Ackmann plays football and serves on the student council. He will be going to Morningside College in Sioux City, Iowa, on a scholarship next year and wants to study business or communications.

“If you work hard, things will come to you,” Ackmann says.

Mathews says the media and entertainment industries promote an “if it feels good do it” perception to teenagers, which can have detrimental effects they don’t realize. However, there are many parents in Lake Highlands who help their children make good choices.

“But at the same time, they’re working upstream or against the odds of society,” Mathews says.

Too many things have changed in the last 20 years, Mathews says, and we can’t expect to go back to the way it was, so our schools have to change also.

“What we will not do is go back in time to two-parent, caring families where the wife stays home, and we all sit around the dinner table and watch ‘Leave it to Beaver,’” Mathews says.

The Education

Education techniques are constantly improving, but at the same time, the role of the educator is becoming more difficult, Mathews says.

“The student today is different,” Mathews says. “It’s a whole different kind of child. The child is less prepared, and guess what? He’s leaving less prepared.”

But, overall, Mathews says Lake Highlands students do well. Each year, 85 percent of the graduating class enters college.

“A majority of them have been or will be successful adults in society,” Mathews says. “That hasn’t changed in 30 years.”

Teachers and administrators at Lake Highlands have united to make sure every child gets the best education possible, Clark says.

“I’m a public school advocate,” she says. “Public schools offer good education and real life.”

Five percent of this year’s seniors are at risk of not passing the TAAS test, a requirement to receive a high school diploma, Clark says. Those students have been targeted and are being tutored for the test, she says.

The school’s library is open at night. There is a writing lab with computers open until 6 p.m. There is a technology lab with modern audio and video equipment. And this year, Lake Highlands had 11 National Merit Finalists.

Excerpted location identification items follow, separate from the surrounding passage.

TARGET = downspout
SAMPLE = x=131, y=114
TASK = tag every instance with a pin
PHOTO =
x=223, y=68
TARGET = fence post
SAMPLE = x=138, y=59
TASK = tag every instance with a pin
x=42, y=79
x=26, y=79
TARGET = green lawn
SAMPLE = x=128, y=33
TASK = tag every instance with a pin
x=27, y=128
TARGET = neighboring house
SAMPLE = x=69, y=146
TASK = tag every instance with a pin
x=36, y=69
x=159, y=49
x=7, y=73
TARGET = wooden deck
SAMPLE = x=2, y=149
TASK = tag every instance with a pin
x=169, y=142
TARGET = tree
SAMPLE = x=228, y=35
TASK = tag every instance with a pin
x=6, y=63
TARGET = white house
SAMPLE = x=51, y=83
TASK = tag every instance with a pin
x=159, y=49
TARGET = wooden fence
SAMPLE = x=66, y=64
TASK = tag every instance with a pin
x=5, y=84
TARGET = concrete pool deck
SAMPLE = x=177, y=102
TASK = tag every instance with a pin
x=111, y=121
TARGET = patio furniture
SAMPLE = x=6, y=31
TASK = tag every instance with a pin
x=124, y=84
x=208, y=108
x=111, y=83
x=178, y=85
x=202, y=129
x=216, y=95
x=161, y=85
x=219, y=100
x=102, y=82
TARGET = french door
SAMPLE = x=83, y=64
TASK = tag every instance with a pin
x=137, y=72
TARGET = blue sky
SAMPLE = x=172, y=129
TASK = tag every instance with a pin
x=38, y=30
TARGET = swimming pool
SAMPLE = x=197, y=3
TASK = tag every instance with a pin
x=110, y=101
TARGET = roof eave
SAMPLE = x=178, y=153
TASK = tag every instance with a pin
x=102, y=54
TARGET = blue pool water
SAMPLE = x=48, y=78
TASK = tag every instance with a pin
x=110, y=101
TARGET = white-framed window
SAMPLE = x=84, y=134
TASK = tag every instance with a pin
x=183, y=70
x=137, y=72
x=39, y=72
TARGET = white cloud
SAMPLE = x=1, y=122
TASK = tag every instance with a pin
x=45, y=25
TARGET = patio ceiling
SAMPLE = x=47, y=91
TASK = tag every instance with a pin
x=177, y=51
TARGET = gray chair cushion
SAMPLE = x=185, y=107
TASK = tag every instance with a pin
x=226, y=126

Students receive monthly newsletters from counselors. Lists of available college scholarships are circulated and posted for students. The school walls are decorated with posters for colleges and educational programs.

“We offer so many things for the kids, if they take advantage of it,” Clark says. “Sadly enough, it’s not enough. There’s only a few of us.”

“My husband and I are both in education. We are at the school more than we are at home. The parents have to help. The school’s responsibility is to take these kids eight hours a day and educate them. The family’s responsibility is to teach them citizenship.

“When you don’t have that family, when you don’t have that support, it won’t work.”

Julie Gillis, an 18-year-old senior, says Lake Highlands provides more than just a good academic education.

She attends classes for the first three periods of the day. Then she has lunch, and fourth period is spent participating in student council activities. In the afternoon, she participates in a management training program that allows her to student-teach at an elementary school.

“I think this high school is a good setting because there is a variety of people and activities,” Gillis says. “This community and school is exceptional. I’ve had a great three years here.” And that experience, Mathews says, is the goal.

“We do not run a prison. We do not have guards at the door. We operate a public building,” Mathews says.

“Schools are the backbone of the Lake Highlands community. Every school is different, like every home is different. The tone we set is a positive, caring atmosphere.”